St. Michael's on Antique Charleston Slate
St. Michael's on Antique Charleston Slate
- The glorious Charleston church painted on a piece of the church itself!
- Hand-painted Antique Rectangle Slate from the Hurricane Hugo /Repair Remodeling of St. Matthews Church in Downtown Charleston in the early 1990s
- This is a one-of-a-kind piece decorated with acrylic paints.
- DECORATIVE USE ONLY
A Brief History of St. Matthews Church
Standing on the sidewalk at the front entrance to St. Matthew’s Lutheran Church, it is hard not to follow the façade with the steeple as it climbs to the heavens. You probably won’t feel the tightness of the muscles in your neck and shoulders because your perceptions will have changed from curiosity to awe. The questions quickly begin to mount as you decide to enter the building to investigate the rest of this remarkable tribute to faith.
In 1840, Johann Andreas Wagener and forty-nine other German-speaking citizens formed an ecumenical congregation for the worship of their faith in their native tongue. With the failure of the original idea, the group founded the Evangelical Lutheran Church with Wagener as the president of the congregation. Mr. Wagener’s accomplishments inside and outside the church are many and notable, but the development of the congregation and its physical plant are tied directly to his desire to meld the lives of Charleston’s German citizens and their families to their new home.
In 1841 the group founded the “God’s Acre Cemetery” also known as the Hampstedt Cemetery to provide a place of burial for those killed by a yellow fever outbreak. Within fifteen years more than 1,000 graves filled the space. The congregation started their existence by meeting for worship in the facilities of the Second Presbyterian Church then located on Society St. They moved from there to the German Fire Company on Chalmers St., and finally to rooms at the English-speaking St. Johannes Lutheran Church – then located on Dutch Church Alley.

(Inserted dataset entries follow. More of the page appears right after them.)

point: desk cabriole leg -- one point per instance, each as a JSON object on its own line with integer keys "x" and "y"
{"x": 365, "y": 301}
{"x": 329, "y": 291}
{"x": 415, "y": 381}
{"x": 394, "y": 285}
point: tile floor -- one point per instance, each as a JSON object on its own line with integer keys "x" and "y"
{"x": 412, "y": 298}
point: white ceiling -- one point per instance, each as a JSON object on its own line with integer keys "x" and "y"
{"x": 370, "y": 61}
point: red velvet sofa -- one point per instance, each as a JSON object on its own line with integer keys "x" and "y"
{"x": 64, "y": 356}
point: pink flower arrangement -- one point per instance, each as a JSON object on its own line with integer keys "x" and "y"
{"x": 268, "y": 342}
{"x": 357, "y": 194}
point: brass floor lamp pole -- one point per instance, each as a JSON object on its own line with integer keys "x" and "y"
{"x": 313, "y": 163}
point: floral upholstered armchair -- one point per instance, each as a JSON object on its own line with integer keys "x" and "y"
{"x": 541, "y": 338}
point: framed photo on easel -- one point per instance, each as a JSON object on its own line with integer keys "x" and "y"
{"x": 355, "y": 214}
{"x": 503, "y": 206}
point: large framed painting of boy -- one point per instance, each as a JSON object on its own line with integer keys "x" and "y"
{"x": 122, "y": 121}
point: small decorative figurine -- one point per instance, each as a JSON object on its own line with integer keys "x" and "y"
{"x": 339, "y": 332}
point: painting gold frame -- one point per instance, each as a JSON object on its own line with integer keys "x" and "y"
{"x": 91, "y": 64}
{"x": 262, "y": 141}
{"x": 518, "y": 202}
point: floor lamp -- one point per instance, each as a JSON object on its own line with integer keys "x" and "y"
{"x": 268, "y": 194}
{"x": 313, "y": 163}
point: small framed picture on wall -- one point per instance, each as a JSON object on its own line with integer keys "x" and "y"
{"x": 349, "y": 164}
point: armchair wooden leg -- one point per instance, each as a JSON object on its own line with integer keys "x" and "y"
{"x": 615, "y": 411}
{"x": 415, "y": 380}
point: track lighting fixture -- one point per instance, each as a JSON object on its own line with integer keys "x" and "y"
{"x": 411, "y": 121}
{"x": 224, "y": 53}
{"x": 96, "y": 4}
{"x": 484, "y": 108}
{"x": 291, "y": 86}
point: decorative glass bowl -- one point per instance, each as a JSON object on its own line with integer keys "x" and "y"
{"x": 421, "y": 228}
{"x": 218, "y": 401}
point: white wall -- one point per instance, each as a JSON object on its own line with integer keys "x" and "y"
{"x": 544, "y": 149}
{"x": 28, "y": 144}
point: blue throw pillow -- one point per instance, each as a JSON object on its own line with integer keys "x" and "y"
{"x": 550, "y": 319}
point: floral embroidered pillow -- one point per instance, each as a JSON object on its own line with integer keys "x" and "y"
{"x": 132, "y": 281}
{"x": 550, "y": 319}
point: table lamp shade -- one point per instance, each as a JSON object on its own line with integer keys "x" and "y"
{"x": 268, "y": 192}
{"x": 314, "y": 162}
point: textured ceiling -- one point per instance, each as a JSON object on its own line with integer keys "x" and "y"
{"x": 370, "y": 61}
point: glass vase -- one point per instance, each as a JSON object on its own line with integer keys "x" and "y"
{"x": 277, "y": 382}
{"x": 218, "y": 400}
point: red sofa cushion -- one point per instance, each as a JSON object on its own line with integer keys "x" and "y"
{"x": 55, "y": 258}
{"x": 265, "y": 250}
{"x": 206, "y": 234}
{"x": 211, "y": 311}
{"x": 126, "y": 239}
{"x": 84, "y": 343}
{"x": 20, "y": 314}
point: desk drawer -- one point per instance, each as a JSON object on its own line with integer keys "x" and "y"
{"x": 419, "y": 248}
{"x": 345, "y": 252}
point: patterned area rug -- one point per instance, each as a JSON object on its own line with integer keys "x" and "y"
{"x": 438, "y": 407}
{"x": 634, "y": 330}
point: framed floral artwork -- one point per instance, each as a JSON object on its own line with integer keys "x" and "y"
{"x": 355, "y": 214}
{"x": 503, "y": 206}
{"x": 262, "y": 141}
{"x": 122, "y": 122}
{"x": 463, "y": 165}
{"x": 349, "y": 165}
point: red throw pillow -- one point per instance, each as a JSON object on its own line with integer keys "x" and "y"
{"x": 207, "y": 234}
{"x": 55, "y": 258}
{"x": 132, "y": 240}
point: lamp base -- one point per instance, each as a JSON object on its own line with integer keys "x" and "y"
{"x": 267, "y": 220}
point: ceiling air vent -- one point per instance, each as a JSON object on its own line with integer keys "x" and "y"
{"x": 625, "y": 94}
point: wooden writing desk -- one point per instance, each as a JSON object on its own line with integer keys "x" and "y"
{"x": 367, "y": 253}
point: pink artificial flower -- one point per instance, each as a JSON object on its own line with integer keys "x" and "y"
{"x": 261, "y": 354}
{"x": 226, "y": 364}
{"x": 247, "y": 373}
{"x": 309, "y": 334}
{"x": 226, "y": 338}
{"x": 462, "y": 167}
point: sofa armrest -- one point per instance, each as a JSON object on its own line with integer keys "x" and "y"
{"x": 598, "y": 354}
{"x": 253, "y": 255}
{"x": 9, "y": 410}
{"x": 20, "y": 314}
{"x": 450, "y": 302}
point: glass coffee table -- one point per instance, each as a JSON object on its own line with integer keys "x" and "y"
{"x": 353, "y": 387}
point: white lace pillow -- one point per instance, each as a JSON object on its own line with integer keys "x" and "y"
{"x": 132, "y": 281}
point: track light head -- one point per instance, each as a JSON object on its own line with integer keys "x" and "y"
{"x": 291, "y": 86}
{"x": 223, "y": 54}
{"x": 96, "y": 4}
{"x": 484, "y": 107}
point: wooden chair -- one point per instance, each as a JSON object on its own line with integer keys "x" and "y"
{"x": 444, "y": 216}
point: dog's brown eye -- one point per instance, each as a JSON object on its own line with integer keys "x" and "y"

The first wholly-owned facility for the congregation was built on the corner of Hasell and Anson Streets in 1842. The Greek revival design was designed by Edward Brickell White and dedicated in June of that year. The city as well as the congregation continued to feel the impact of the yellow fever outbreaks and thus bought their second cemetery space in 1856. Bethany Cemetery began to populate rapidly with the deaths of over 600 of the German community over its first eleven
years. Pastor Ludwig Miller conducted as many as three funerals a day during this time.
The listing of damages to any of Charleston’s structures of more than 100 years will repeat itself with fires, hurricanes, and earthquakes. War also took its toll on the shelling of the city during the Civil War. The congregation continued through all of these disasters and found resolve to overcome each one.
As vivid as a written history can be, none is ever more real than that seen firsthand. The terrible fire that swept the church that fateful Wednesday evening in 1965 brought throngs of people to the square to watch in horror as the flames consumed the building and felled the steeple deep into the courtyard. As monstrous as those emotions were that evening, the joy expressed by the citizenry and the congregation when the rebuilt sanctuary was used for the first post-fire service in June of 1966 was profound.
There are considerably more historical notes of interest. The structure, the windows, the altar furniture, and the organs that the church has enjoyed as the fabric of its being over its lifetime have added to the beauty and tone of the spiritual and historical life of the Charleston community.
Many might use the phoenix to describe St. Matthews, but the parishioners would quietly remind themselves of another resurrection from the flames.